Self‐assembly into supramolecular polymers

In order to trigger intermolecular aggregation driven by dispersion and dipolar interactions, solvents with low polarity are required. ^[21] Therefore, we have performed aggregation studies for BisSQ2 in a solvent mixture of toluene/1,1,2,2‐tetrachloroethane (TCE)=98:2 (v/v). TCE was used as an additive to increase the solubility of BisSQ2 in order to cover a broad concentration range. The sample solution was prepared by dissolving BisSQ2 in TCE first and then diluting with toluene. After heating the as‐prepared solution (toluene/TCE 98:2, c=2.5×10⁻⁵ M) to 85 °C for 20 minutes to achieve a fully monomeric state (Figure 1, gray dashed curve) and cooling it down to 25 °C, different spectral features are observed depending on the cooling rate. Rapid cooling, i.e., transferring the hot solution immediately into a pre‐cooled chamber at 25 °C, leads to the formation of a broad band feature with absorption maxima at 605, 737, and 783 nm (Figure 1, blue curve); hereafter, this aggregate is denoted as BisSQ2‐AggI. In contrast, slow cooling (cooling rate=2 °C min⁻¹) apparently resulted in a different outcome as suggested by the formation of precipitates. To disperse the precipitates, we applied sonication and measured its absorption spectrum: a bathochromically shifted sharp absorption band (λ _max=780 nm, FWHM=420 cm⁻¹) with respect to the monomeric state (λ _max=739 nm) was observed (Figure 1, red curve). This result indicates the formation of J‐type aggregates, which we refer to as BisSQ2‐AggII. We note that a similar spectrum was observed for a solution before the sonication, although absorbance was smaller because of the precipitation (Figure S5b, blue curve). Thus, we infer that the applied sonication does not lead to dissociation or a new aggregate species.[ ^5a , ^5d , ²² ] The distinct absorption spectra indicates that a supramolecular polymorphism occurs depending on the cooling rate.

Figure 1.

UV/Vis/NIR spectra of a solution of BisSQ2 (c=2.5×10⁻⁵ M, toluene/TCE 98:2) at 85 °C (gray) and those at 25 °C obtained upon rapid cooling (blue: AggI) and slow cooling (red: AggII). Because precipitation happened during the sample preparation by slow cooling, ultra‐sonication was applied for 20 minutes to the solution to disperse the precipitate prior to the measurement.
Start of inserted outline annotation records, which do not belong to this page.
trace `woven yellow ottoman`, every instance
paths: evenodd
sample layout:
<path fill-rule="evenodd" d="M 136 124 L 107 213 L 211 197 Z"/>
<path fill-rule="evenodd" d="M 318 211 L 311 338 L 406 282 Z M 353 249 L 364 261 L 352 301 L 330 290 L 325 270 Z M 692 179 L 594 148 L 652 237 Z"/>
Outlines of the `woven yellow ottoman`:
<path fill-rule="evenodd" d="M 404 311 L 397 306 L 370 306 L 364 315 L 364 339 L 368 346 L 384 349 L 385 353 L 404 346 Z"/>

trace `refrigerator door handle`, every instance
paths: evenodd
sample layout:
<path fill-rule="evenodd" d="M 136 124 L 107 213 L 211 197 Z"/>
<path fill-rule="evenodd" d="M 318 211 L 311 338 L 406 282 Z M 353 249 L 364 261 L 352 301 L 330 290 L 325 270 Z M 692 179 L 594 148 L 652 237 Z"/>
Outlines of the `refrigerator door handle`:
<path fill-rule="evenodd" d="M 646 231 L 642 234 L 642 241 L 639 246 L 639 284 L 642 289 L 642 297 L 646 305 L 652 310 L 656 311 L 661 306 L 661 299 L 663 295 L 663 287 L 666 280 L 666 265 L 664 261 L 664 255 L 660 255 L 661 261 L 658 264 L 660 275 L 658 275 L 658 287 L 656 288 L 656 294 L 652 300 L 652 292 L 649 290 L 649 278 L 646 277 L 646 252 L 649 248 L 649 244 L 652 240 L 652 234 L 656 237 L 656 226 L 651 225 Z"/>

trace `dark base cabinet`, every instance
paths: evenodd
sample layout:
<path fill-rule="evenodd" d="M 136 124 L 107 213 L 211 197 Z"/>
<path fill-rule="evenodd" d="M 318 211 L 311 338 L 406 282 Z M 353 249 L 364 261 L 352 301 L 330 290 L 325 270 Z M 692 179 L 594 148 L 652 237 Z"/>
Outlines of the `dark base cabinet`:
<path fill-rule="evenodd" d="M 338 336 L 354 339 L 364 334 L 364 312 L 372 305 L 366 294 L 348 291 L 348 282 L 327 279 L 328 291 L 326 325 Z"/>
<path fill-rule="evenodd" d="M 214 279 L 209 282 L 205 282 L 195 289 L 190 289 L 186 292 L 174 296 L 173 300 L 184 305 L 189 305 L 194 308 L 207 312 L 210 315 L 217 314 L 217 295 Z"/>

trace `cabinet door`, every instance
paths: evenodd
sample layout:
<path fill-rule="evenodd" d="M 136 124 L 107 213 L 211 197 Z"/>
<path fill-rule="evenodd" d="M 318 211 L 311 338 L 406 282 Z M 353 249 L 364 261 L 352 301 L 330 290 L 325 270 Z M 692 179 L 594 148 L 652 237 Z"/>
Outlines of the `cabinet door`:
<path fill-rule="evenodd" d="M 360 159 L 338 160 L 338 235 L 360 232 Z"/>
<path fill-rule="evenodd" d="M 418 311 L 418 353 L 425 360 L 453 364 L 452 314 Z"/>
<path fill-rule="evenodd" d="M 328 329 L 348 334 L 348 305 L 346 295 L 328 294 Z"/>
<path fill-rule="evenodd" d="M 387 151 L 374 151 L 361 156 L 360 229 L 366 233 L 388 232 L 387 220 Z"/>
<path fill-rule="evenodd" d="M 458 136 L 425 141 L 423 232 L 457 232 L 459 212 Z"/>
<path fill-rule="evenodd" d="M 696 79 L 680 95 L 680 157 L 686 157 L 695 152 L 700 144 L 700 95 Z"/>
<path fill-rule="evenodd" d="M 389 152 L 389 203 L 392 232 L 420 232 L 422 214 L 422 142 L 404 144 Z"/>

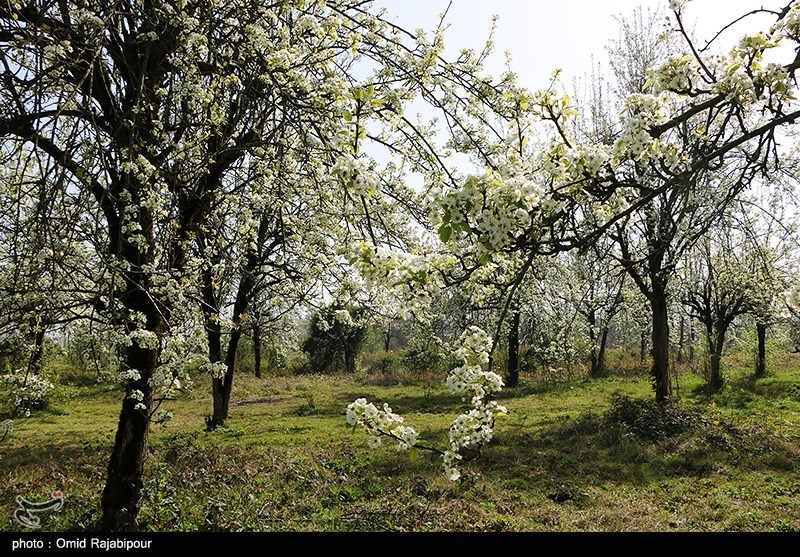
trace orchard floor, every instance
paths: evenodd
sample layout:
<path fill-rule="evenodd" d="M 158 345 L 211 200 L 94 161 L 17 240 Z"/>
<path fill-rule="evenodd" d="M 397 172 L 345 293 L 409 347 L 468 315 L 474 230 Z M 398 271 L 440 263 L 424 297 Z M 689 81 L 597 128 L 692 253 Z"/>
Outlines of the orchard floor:
<path fill-rule="evenodd" d="M 355 398 L 385 401 L 441 446 L 463 407 L 442 378 L 240 374 L 228 427 L 210 432 L 209 386 L 198 380 L 165 403 L 174 420 L 152 428 L 141 527 L 800 531 L 800 356 L 775 359 L 759 380 L 734 358 L 712 398 L 684 369 L 681 406 L 666 414 L 620 402 L 652 393 L 646 373 L 616 358 L 606 378 L 524 376 L 507 389 L 509 415 L 456 482 L 424 453 L 412 462 L 367 448 L 344 423 Z M 17 496 L 55 490 L 64 506 L 43 516 L 43 530 L 96 524 L 122 395 L 80 383 L 60 385 L 51 407 L 18 420 L 0 445 L 0 529 L 19 529 Z"/>

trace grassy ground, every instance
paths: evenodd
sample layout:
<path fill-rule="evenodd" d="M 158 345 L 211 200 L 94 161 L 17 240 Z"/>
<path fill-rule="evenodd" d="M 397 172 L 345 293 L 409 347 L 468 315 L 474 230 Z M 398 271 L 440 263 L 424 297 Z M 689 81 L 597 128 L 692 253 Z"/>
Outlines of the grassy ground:
<path fill-rule="evenodd" d="M 679 375 L 679 407 L 652 404 L 646 374 L 612 355 L 616 372 L 588 380 L 523 378 L 482 458 L 449 482 L 427 458 L 370 450 L 344 408 L 387 401 L 441 444 L 461 402 L 441 380 L 237 377 L 229 427 L 207 432 L 205 381 L 169 403 L 151 434 L 142 526 L 152 530 L 800 531 L 800 357 L 755 381 L 729 361 L 712 398 Z M 737 371 L 738 370 L 738 371 Z M 75 377 L 70 380 L 75 380 Z M 79 379 L 79 378 L 78 378 Z M 628 398 L 620 398 L 624 395 Z M 120 393 L 61 385 L 48 410 L 0 445 L 0 529 L 15 497 L 65 504 L 46 530 L 91 528 Z"/>

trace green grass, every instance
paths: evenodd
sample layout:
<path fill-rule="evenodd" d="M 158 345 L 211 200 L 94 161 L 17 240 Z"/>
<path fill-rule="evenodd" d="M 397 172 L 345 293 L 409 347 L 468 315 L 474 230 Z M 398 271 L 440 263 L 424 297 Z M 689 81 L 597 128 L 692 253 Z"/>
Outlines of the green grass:
<path fill-rule="evenodd" d="M 458 482 L 446 480 L 427 457 L 412 463 L 391 447 L 368 449 L 363 435 L 344 424 L 345 406 L 365 396 L 388 402 L 422 432 L 421 440 L 441 445 L 462 408 L 441 380 L 241 374 L 233 400 L 260 402 L 234 406 L 228 427 L 205 431 L 210 397 L 199 379 L 190 393 L 166 403 L 175 419 L 152 428 L 141 525 L 800 530 L 800 357 L 776 359 L 774 371 L 759 380 L 734 367 L 733 358 L 726 387 L 713 397 L 697 374 L 683 369 L 681 404 L 663 415 L 652 405 L 619 402 L 650 400 L 652 392 L 635 363 L 612 356 L 619 367 L 609 377 L 530 376 L 502 393 L 510 413 Z M 17 421 L 0 446 L 0 529 L 17 528 L 16 496 L 42 500 L 55 489 L 65 493 L 65 505 L 44 519 L 44 529 L 81 530 L 98 519 L 121 393 L 72 379 L 59 386 L 50 408 Z M 668 434 L 648 434 L 659 428 Z"/>

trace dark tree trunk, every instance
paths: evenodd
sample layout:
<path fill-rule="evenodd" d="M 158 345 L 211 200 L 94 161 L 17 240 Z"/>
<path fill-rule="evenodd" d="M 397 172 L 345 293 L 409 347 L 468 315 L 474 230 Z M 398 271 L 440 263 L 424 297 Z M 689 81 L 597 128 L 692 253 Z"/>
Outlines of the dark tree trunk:
<path fill-rule="evenodd" d="M 601 377 L 606 372 L 606 343 L 608 341 L 608 327 L 600 335 L 600 348 L 597 350 L 597 370 L 595 377 Z"/>
<path fill-rule="evenodd" d="M 756 355 L 756 377 L 764 377 L 767 373 L 767 326 L 756 323 L 756 336 L 758 336 L 758 354 Z"/>
<path fill-rule="evenodd" d="M 708 335 L 708 353 L 710 356 L 710 369 L 708 374 L 708 392 L 716 393 L 722 389 L 722 350 L 725 346 L 725 328 L 717 326 L 715 332 Z"/>
<path fill-rule="evenodd" d="M 653 385 L 656 401 L 664 403 L 672 395 L 669 380 L 669 314 L 666 293 L 657 285 L 653 285 L 650 308 L 653 312 Z"/>
<path fill-rule="evenodd" d="M 508 331 L 508 370 L 506 387 L 519 385 L 519 306 L 511 314 L 511 327 Z"/>
<path fill-rule="evenodd" d="M 122 299 L 127 308 L 147 316 L 147 330 L 162 332 L 162 313 L 147 295 L 146 285 L 133 285 Z M 101 528 L 105 531 L 131 531 L 137 527 L 150 429 L 149 412 L 153 405 L 150 379 L 158 365 L 158 350 L 145 349 L 134 343 L 128 348 L 125 363 L 128 369 L 139 372 L 139 378 L 127 385 L 108 462 L 102 498 Z M 131 398 L 134 391 L 142 393 L 141 400 Z M 143 404 L 144 409 L 137 409 L 139 404 Z"/>
<path fill-rule="evenodd" d="M 263 217 L 258 227 L 258 245 L 263 245 L 269 232 L 269 219 Z M 233 302 L 232 320 L 234 323 L 231 338 L 228 341 L 228 350 L 225 352 L 225 376 L 214 379 L 211 384 L 214 413 L 208 422 L 209 427 L 218 427 L 228 419 L 231 403 L 231 390 L 233 389 L 233 374 L 236 368 L 236 353 L 239 350 L 239 340 L 242 338 L 241 321 L 253 298 L 256 281 L 255 271 L 260 261 L 260 255 L 253 250 L 248 250 L 245 264 L 239 279 L 239 288 L 236 290 L 236 299 Z M 213 306 L 216 308 L 217 306 Z M 217 309 L 217 311 L 219 311 Z"/>
<path fill-rule="evenodd" d="M 345 349 L 344 351 L 344 370 L 347 373 L 355 373 L 356 371 L 356 353 L 354 350 Z"/>
<path fill-rule="evenodd" d="M 642 363 L 647 359 L 647 331 L 642 329 L 641 338 L 639 340 L 639 360 Z"/>
<path fill-rule="evenodd" d="M 254 372 L 261 379 L 261 325 L 253 324 L 253 358 L 255 359 Z"/>
<path fill-rule="evenodd" d="M 392 347 L 392 324 L 386 326 L 386 335 L 383 337 L 383 351 L 388 352 Z"/>
<path fill-rule="evenodd" d="M 33 352 L 28 360 L 28 372 L 39 373 L 44 358 L 44 328 L 40 327 L 33 335 Z"/>
<path fill-rule="evenodd" d="M 142 351 L 145 352 L 145 351 Z M 149 409 L 153 403 L 153 391 L 147 379 L 155 370 L 155 351 L 147 351 L 143 359 L 152 359 L 150 373 L 142 373 L 142 379 L 133 383 L 122 402 L 114 449 L 108 462 L 108 475 L 103 489 L 103 518 L 101 529 L 109 532 L 136 530 L 142 486 L 144 464 L 147 456 L 147 434 L 150 429 Z M 152 357 L 152 358 L 151 358 Z M 144 366 L 142 366 L 144 367 Z M 144 394 L 141 401 L 128 398 L 131 389 Z M 137 410 L 144 404 L 147 410 Z"/>
<path fill-rule="evenodd" d="M 214 415 L 211 416 L 211 422 L 209 423 L 211 427 L 221 426 L 228 419 L 231 406 L 231 391 L 233 390 L 233 374 L 236 369 L 236 352 L 239 350 L 241 338 L 241 329 L 236 328 L 231 332 L 228 350 L 225 353 L 225 376 L 222 379 L 215 379 L 212 384 Z"/>

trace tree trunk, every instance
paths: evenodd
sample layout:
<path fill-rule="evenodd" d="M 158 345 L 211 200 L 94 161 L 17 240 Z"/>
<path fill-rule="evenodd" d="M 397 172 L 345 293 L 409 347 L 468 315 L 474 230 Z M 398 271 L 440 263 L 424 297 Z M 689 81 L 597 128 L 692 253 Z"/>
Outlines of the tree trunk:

Structural insights and packing model

To gain deeper insight into the structural features of the BisSQ2 aggregates, atomic force microscopy (AFM) measurements were performed. A solution of BisSQ2‐AggI in toluene/TCE (98:2, v/v) with a concentration of 2.5×10⁻⁵ M was spin‐coated onto a silica wafer (SiO_x); we observed stiff helical rod‐like aggregates with lengths up to 1.5 μm, a well‐defined diameter of 5.0±0.2 nm, and both left‐ (M) as well as right‐ (P) handedness (Figure 2 a–c). The helical pitch was measured to be 13±1 nm (Figure 2 d). These results suggest the presence of a complex internal structure consisting of multiple BisSQ2 units to form the nanorods. ^[23]

Figure 2.

a) Height (Z scale=12 nm) and b) phase AFM images of BisSQ2‐AggI; inset: the cross‐section analysis from yellow dashed line in image (a). c) Height (Z scale=10 nm) AFM image of BisSQ2‐AggI. d) Cross‐section analyses from the yellow dashed lines 1‐1′ and 2‐2′ in image (c). e) Height AFM image of BisSQ2‐AggII; inset: the cross‐section analysis from yellow dashed line in image (e). f) Height AFM image of BisSQ2‐AggII (solution sonicated for 30 s). Z scale is 8 nm for both (e) and (f). All samples for AFM measurements were prepared by spin‐coating of toluene/TCE 98:2 solutions of BisSQ2 (c=2.5×10⁻⁵ M) on SiO_x with 2000 rpm.

Interestingly, BisSQ2‐AggII showed a significantly different morphology. Multi‐layers of two‐dimensional sheet‐like structures with height of 2.1±0.2 nm and widths up to 1 μm are observed (Figure 2 e). Such large‐sized aggregates are in line with the observation of the precipitation. We have also performed AFM studies on the BisSQ2‐AggII solution that was treated by ultra‐sonication for 30 seconds. Similar sheet‐like structures are visible on the substrate (Figure 2 f), corroborating that sonication can fragment the precipitates into small pieces and disperse them in solution but does not change the aggregation mode of BisSQ2.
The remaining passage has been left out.